- Theatrical poster
- Directed by: Nuthan Ramesh
- Produced by: R. Vijaya Kumari
- Starring: Ajay Rao Nidhi Subbaiah Jai Jagadish
- Cinematography: Shekar Chandranna
- Edited by: Sri Crazymindz
- Music by: Sridhar V. Sambhram
- Production company: Crazymindz
- Release date: 15 July 2011;
- Running time: 140 minutes
- Country: India
- Language: Kannada

= Krishnan Marriage Story =

2011 Indian Kannada-language romantic film

Krishnan Marriage Story is an Indian Kannada-language romantic drama film written and directed by debutant Nuthan Umesh, starring Ajay Rao and Nidhi Subbaiah in the lead roles. Vijaya Kumar is the producer and Sridhar V. Sambhram is the music director of the film. The story revolves around the main lead character who plays an advertising executive and his large family.

==Plot==
Krishna (Ajay Rao) is happy-go-lucky until his joint family search for a wife for him. He runs back to his grandmother's house after getting irritated by three brides. Where he meets Khushi (Nidhi Subbaiah). Later he discovers that she is his own childhood friend. Both fall in love. Their families also accept for their marriage. And they get married. Khushi always loved a joint family and looks Krishna's family as her own relatives. But one day everybody learn from Krishna that Khushi is in last stage of a disease and cannot be saved. He reveals that he knew it before their marriage when a doctor discovered it when they were in her village. His family cryingly decide not reveal it to Khushi and keep her happy until she dies. On her birthday's evening, she is on her deathbed. Khushi reveals that she knew about her disease since one of their family's child came and gave her a gift since she was about to die.

Years later, on Khushi's birthday, she comes along with her little daughter and Krishna reveals that she had survived by the love for and by his family.

==Music==

Track listing
| No. | Title | Singer(s) | Length |
|---|---|---|---|
| 1. | "Nidde Bandhillaa" | Mika Singh, Nandita, Chaitra, Anuradha Bhat | 4:46 |
| 2. | "Ee Sanje" | Sonu Nigam, Anuradha Bhat | 3:43 |
| 3. | "Ayyoo Raam Raama" | Harsha Sadananda, Akansha Badami, Apoorva Sridhar | 4:06 |
| 4. | "Parijathada" | Lakshmi Manmohan, Rajesh Krishnan | 4:29 |
| 5. | "My Heart Is Beating" | Santhosh Venki | 4:08 |
| 6. | "Ee Janmavu Ondhe Saladhu" | Sonu Nigam, Shreya Ghoshal | 4:33 |
| Total length: |  |  | 25:05 |

== Reception ==
=== Critical response ===

A critic from The Times of India scored the film at 4 out of 5 stars and says "Full marks to Ajai Rao for his brilliant performance. Nidhi Subbaiah impresses with her lively portrayal. The plus point of the movie is brilliant cinematography by Shekha Chandra. It's complete 'Sambhrama' in music by Sridha V Sambhram. Manju Mandvya has some catchy dialogues for you". A critic from DNA wrote "especially with their emotional scenes and the artiste who dubbed for Nidhi for the climax is quite a disappointment.
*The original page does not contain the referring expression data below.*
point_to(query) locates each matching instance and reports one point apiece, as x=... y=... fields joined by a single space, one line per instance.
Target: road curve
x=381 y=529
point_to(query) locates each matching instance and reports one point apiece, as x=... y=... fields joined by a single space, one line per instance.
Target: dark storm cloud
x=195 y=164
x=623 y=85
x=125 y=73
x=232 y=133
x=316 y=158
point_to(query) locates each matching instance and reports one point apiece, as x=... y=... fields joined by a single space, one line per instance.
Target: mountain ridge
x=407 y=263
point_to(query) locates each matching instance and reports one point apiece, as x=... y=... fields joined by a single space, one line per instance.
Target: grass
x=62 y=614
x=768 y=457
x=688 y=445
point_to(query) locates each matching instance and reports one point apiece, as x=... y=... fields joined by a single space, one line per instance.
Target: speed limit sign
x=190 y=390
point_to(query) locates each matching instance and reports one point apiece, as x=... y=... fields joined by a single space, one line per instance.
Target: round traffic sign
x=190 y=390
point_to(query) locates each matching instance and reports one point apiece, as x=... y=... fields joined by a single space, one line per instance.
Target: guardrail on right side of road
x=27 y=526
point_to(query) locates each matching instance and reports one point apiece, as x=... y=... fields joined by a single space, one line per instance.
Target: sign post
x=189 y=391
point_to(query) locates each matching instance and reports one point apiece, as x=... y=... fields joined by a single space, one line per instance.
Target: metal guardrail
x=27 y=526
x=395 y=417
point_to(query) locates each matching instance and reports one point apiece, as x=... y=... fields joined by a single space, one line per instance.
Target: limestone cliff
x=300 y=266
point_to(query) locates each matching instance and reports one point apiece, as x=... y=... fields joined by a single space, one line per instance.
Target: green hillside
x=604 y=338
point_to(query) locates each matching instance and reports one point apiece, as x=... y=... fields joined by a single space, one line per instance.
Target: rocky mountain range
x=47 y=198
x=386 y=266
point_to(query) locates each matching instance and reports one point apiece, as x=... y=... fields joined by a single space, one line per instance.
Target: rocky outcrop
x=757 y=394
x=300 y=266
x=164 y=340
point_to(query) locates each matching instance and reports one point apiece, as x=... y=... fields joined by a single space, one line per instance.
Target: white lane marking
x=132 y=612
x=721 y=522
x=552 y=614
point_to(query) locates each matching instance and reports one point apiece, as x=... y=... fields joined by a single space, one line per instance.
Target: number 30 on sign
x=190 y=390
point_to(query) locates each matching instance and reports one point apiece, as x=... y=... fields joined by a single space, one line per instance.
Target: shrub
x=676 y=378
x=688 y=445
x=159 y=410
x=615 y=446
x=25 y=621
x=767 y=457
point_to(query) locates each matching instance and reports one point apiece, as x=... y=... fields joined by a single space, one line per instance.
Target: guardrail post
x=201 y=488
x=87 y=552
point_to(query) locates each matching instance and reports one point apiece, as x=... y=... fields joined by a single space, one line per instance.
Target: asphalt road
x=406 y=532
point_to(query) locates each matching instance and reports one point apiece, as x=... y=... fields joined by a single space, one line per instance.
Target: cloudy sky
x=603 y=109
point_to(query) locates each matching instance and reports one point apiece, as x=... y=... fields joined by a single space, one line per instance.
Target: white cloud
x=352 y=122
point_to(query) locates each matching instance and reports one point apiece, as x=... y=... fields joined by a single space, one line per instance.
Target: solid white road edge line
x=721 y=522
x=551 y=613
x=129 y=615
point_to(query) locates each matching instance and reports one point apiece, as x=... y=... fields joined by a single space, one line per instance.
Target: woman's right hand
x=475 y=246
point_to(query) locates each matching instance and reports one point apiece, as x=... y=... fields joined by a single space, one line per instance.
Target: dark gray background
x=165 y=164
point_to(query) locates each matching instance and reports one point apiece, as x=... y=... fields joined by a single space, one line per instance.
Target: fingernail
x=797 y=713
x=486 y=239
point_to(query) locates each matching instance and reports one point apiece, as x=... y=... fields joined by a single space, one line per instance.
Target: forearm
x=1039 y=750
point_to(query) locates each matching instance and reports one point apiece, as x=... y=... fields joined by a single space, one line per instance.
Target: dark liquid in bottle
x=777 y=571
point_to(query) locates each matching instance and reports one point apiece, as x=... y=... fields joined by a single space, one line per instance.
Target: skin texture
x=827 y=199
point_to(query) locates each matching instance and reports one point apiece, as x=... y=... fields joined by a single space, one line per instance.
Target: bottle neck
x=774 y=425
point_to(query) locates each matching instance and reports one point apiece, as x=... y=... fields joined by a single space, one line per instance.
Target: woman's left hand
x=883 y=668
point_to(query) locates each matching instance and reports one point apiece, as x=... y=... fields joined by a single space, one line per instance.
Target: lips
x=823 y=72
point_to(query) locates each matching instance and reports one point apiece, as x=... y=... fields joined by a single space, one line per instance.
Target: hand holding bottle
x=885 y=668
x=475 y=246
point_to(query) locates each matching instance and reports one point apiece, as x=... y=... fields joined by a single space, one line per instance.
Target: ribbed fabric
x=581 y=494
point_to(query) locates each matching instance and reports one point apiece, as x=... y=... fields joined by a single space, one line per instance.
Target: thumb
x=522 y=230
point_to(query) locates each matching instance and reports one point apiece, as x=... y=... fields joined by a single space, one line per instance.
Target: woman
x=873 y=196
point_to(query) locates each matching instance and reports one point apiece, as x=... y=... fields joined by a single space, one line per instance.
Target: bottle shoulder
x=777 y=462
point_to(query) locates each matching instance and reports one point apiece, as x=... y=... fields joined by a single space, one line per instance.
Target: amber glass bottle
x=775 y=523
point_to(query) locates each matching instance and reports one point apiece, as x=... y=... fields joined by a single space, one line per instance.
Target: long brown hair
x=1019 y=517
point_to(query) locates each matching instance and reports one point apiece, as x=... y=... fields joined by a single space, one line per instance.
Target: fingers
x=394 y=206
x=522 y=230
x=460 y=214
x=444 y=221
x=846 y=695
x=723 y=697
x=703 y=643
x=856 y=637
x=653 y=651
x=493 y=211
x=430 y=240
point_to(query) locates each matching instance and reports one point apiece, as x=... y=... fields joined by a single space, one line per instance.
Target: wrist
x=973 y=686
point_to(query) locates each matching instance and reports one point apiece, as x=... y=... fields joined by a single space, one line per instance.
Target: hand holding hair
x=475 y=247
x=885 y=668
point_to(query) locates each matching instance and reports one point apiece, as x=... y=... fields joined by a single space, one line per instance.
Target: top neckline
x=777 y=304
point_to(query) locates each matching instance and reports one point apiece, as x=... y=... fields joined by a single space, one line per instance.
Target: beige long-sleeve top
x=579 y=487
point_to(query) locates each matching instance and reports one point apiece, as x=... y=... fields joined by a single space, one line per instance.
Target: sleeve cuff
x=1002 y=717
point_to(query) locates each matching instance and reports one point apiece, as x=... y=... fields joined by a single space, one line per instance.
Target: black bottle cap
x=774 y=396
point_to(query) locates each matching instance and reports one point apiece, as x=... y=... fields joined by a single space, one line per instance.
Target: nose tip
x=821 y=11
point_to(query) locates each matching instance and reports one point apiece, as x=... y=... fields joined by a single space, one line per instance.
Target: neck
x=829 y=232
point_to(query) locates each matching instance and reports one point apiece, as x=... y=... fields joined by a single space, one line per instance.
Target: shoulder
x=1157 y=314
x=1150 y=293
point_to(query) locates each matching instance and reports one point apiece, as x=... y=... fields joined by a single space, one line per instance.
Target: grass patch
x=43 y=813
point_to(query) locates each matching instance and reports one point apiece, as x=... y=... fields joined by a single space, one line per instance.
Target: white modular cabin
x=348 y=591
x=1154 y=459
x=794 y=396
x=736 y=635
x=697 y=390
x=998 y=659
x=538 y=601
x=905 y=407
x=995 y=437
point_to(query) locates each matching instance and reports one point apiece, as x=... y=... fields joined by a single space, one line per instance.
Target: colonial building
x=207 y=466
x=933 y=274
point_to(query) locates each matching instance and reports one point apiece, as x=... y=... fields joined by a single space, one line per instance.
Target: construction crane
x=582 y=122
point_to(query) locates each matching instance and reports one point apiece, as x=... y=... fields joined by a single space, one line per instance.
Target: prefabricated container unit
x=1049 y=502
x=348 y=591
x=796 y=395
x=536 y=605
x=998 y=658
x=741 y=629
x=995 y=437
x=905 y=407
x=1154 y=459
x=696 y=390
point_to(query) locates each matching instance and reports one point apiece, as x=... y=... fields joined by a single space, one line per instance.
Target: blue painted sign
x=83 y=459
Directors, who have cast actors who have a good hold on Kannada, should let them dub for themselves to keep their characters alive. This is the best example of how bad dubbing can spoil a good scene". B S Srivani from Deccan Herald wrote "Krishnan Marriage Story may bore the pants off some people, but scores with its neat presentation and for promoting family values in an increasingly cynical society". A critic from Bangalore Mirror wrote  "Acting wise, Ajay Rao, Nidhi Subbaiah and others have done their best. For a change, we have a movie which shows happiness and brings happiness for those watching. It is definitely worth trying once".